0
votes

I've been reading the paper "In Search of an Understandable Consensus Algorithm". I'm confused with how "term" works.

I have two thoughts.

  1. A term begins with an election, and ends with the next election. The next election may happen due to the crash of the current leader. As long as the current leader works perfectly, the term could be lasting for a very long time.

  2. A term's end is determined when it begins. For example, after a server wins the election, the term begins and plans to end in 30 minutes. Then after 30 minutes, the leader stops sending heartbeats to cause another election.

So which one is correct? I feel like the first thought makes more sense and it provides better performance.

1

1 Answers

0
votes

Either option would work, but your first option is preferable. If you stop sending heartbeats then you likely have to wait for quite some time (a few seconds perhaps) before the new master is elected. You can in theory avoid this wait and trigger an election immediately but elections are always slightly disruptive so one normally design systems to avoid them as much as possible.

The only time an election is really needed is if something has gone wrong: for instance a communication breakdown or some nodes have failed.
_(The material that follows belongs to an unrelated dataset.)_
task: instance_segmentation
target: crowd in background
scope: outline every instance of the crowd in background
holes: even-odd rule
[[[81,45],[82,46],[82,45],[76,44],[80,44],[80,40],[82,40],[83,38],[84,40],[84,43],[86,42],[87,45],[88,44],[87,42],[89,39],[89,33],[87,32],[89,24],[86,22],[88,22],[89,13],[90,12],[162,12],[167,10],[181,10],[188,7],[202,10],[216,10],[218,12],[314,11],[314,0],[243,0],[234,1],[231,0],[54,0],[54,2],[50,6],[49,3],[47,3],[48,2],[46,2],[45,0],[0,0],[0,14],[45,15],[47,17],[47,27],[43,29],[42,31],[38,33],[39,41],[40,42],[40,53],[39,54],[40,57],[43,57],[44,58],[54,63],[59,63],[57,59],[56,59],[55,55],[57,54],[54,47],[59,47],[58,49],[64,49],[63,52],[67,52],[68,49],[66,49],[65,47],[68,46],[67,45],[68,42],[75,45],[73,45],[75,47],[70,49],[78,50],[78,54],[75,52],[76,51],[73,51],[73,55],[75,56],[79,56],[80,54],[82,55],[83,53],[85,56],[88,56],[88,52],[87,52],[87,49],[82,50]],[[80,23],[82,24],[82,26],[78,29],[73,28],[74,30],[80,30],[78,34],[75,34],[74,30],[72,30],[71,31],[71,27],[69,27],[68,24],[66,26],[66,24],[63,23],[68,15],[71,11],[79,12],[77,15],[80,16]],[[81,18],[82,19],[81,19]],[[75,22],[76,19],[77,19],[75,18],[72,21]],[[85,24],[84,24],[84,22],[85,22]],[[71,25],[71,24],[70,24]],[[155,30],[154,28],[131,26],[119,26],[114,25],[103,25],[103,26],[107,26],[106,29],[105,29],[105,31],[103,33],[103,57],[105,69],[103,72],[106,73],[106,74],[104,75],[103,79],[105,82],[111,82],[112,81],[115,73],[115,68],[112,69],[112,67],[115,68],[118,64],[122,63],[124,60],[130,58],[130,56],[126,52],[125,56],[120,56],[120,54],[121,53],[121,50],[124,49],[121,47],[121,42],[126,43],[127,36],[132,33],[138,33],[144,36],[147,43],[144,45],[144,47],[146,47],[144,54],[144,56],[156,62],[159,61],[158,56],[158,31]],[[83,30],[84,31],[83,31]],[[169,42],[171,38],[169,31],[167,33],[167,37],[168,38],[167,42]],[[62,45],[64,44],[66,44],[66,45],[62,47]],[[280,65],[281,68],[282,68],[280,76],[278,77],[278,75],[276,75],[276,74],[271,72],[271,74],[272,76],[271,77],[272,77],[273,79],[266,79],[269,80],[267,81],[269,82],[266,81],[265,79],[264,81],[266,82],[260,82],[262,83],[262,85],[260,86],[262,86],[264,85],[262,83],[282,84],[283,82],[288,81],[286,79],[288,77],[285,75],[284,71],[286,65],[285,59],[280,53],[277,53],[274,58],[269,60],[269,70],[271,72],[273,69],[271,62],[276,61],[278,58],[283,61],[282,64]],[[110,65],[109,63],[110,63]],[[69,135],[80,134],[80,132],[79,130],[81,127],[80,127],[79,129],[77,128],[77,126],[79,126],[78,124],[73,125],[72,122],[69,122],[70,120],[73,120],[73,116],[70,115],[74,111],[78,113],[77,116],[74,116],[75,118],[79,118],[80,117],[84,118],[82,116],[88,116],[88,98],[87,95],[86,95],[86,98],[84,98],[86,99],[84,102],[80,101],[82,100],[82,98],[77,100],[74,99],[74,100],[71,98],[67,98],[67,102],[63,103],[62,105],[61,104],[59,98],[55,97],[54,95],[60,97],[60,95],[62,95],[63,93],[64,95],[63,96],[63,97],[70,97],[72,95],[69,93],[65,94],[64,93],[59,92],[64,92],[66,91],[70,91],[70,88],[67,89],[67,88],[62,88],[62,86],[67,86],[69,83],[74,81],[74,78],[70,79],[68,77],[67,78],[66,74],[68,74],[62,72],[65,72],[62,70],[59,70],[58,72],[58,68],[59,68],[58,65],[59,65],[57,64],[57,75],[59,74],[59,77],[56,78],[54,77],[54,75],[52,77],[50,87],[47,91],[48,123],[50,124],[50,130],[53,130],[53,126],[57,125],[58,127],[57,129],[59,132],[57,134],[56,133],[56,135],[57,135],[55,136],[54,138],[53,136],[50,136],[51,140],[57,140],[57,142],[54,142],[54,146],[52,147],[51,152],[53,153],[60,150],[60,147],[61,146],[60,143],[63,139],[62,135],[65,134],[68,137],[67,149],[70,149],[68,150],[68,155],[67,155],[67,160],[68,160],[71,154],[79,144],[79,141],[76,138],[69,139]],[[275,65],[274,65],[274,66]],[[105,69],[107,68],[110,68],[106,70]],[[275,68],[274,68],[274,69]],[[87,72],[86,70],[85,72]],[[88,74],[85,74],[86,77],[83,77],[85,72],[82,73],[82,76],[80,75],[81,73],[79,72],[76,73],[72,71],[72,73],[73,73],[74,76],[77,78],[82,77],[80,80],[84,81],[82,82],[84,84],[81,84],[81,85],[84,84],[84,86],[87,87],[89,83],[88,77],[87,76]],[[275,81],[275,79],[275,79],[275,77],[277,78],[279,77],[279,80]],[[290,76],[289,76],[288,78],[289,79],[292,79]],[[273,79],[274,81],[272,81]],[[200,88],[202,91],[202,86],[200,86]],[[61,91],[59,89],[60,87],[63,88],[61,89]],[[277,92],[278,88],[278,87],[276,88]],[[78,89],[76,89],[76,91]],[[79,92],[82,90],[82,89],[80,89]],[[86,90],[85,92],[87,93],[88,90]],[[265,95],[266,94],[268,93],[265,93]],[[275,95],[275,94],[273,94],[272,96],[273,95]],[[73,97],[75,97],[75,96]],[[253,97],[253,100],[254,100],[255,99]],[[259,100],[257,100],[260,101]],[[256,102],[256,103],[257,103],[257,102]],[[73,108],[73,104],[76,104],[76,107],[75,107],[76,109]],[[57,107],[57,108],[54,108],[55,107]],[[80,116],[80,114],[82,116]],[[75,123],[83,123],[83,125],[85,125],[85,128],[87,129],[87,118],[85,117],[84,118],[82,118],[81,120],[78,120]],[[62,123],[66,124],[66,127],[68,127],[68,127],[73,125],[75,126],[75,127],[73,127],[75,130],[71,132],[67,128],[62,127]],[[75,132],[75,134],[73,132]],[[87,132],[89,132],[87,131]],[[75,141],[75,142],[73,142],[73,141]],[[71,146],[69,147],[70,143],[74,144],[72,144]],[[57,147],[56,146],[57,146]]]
In practice clusters may run for a very long time (weeks? years?) without a failure, so they do not need more frequent elections.

Also note that terms so not really have a well-defined (global) beginning and end because of the asynchronous nature of communication and the difficulty of pinning down a notion of time in a distributed system. A node may believe a term is still ongoing even though the other nodes all believe it either hasn't started or has finished.